La pistola
Diversas hipótesis: la pistola se desliza inadvertidamente por el muslo del agente y queda muda en mitad de la calle, imposible de recuperar porque nadie se ha dado cuenta de que está ahí, debajo de la miríada de zapatos que van y vienen, y nadie se la dará por lo menos hasta que intervengan las escobas y la bendita paciencia de los empleados de Lipasam. Entonces, digamos que uno de dichos operarios introduce el aparato sin verlo en un bolsón negro y que concluye su existencia en una trituradora, donde su daño quedará neutralizado entre montañas de plástico derretido y juguetes en pedazos. Quizá, en vez del barrendero, podríamos hacer intervenir a un pobre chucho, un perro vagabundo y tuerto que además no es capaz de distinguir si lo que masca es hueso u otro objeto igual de duro y de macabro pero menos inocente y se lleva el trozo de metal en la boca, para distraerse royendo hasta perder los colmillos en las tardes de feria. El resto de posibilidades se escora más hacia lo tenebroso. La pistola, cuando la imaginación se decanta por los senderos peor iluminados, no ha caído sin que nadie se haya fijado en su silueta, no ha llegado inofensivamente al suelo; resulta que un desquiciado ha aprovechado el desorden para arrimarse al agente y, con habilidad de carterista, le ha desceñido el cierre de la cartuchera y se ha llevado la pistola con él. El desaprensivo puede tener mil rostros, mil voces, puede vivir en mil sitios distintos y disculpar de mil maneras, ninguna del todo convincente, su gamberrada: desde el interno del psiquiátrico en día de permiso que pasaba por allí hasta el niñato necesitado de un pretexto para exhibirse delante de la novia, por no hablar del jubilado cuyo vecino se niega a bajar el volumen del televisor o del suicida con problemas de vértigo cada vez que asciende a la azotea.
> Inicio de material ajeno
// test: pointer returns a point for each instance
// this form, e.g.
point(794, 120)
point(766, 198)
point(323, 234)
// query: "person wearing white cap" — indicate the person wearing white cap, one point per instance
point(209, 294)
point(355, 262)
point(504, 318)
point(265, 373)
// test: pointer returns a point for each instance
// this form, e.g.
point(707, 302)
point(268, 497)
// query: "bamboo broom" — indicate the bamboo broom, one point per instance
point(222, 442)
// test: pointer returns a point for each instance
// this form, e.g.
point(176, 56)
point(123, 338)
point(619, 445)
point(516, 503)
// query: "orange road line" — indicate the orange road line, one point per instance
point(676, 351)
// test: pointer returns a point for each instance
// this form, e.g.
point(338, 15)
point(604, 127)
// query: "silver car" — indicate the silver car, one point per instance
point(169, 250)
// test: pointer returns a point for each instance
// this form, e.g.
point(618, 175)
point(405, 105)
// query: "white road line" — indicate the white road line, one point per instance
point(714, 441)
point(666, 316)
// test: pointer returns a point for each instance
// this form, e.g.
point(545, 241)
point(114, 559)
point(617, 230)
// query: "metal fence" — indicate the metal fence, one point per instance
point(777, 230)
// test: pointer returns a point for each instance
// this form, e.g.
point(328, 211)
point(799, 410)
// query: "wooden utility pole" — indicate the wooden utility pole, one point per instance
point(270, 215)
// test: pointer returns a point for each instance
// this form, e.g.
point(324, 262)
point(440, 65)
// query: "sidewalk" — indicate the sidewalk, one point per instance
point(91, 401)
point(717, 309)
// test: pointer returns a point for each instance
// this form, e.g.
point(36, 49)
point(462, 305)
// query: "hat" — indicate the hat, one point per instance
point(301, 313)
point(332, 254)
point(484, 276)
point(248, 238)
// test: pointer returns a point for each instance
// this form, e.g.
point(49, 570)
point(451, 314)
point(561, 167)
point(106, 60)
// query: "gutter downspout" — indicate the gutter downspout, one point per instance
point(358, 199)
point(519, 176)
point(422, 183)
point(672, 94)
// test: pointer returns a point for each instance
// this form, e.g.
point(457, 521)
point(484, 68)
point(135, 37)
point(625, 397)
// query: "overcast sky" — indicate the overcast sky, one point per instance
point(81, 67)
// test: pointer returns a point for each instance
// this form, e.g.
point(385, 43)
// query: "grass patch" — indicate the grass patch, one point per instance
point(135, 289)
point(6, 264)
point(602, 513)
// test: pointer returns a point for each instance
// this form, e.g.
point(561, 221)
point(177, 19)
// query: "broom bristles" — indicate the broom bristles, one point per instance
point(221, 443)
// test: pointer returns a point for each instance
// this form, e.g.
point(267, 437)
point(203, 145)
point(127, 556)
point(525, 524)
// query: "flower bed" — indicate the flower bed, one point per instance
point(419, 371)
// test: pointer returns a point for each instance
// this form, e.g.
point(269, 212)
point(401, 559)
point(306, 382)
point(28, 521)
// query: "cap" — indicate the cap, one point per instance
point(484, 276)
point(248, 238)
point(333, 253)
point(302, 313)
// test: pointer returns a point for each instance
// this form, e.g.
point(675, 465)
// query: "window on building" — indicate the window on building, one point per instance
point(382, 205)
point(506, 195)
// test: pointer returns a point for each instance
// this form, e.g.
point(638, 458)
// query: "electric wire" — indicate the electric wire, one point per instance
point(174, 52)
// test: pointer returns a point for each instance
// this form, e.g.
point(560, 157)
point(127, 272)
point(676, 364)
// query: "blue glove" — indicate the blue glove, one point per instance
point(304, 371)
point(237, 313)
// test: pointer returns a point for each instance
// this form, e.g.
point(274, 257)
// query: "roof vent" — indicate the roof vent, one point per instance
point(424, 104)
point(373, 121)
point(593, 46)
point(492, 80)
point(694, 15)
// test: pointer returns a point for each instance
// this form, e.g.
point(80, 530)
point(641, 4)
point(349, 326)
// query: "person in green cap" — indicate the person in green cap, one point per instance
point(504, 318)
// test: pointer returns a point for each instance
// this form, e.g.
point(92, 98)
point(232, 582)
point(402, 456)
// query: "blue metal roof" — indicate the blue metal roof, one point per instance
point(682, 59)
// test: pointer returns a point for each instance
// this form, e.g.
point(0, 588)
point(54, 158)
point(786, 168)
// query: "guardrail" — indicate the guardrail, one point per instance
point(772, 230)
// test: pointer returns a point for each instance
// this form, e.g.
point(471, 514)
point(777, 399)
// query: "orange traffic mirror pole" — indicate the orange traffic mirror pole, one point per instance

Existe un relato del insigne maestro granadino Ángel Olgoso en que un hombre obsesionado por las lagunas de la realidad, por "la ausencia de datos minuciosos sobre la gente y las cosas que le rodeaban", comienza a preguntarse, en el momento en que le apuñalan en una calle, el por qué del momento, el por qué de la calle, la procedencia, rasgos y carácter del asesino, el tipo de arma empleada, el metal de dicha arma, el lugar exacto en que el filo impacta sobre su carne, la persona que hallará su cadáver a la mañana siguiente, el conjunto de azares laberínticos que ha conducido al universo a dicha desembocadura, un hombre, él, que muere acuchillado en una calle. Y ahora yo trato de figurarme al guardia civil que el pasado Miércoles Santo perdió su arma reglamentaria entre la muchedumbre durante el paso de la Hermandad del Dulce Nombre, en Sevilla, y lo encuentro poco menos que como el personaje de Olgoso: tal vez sentado sobre la colcha de su dormitorio o en la butaca del despacho, tal vez con las manos sobre la frente, mientras por su cerebro, como por una topera, corren sin cesar pensamientos y preguntas no siempre tranquilizadores sobre el cómo, por qué, el quién, cuándo y para qué. Lo que a mí se me ocurre es que esto de perder lastre es algo que puede sucederle a cualquiera, y que le pregunten si no a mi tía Sonsoles por qué se niega a meterse en una bulla con el bolso debajo del brazo. Lo que no entiendo, y me temo que jamás entenderé, es qué hacía un agente del orden público, y además armado, acompañando a una procesión religiosa y dejándose envolver por el retumbar de los tambores y el olor a incienso, además de una multitud de 2.000 ó 3.000 personas, a ojo de buen cubero. No sabemos. Lo único que nos queda es desear que el artefacto en cuestión ande en algún lugar apartado del público, y obediente a un precepto de urbanidad que por desgracia goza de escaso predicamento en los tiempos que vivimos: el de mantener la boca cerrada.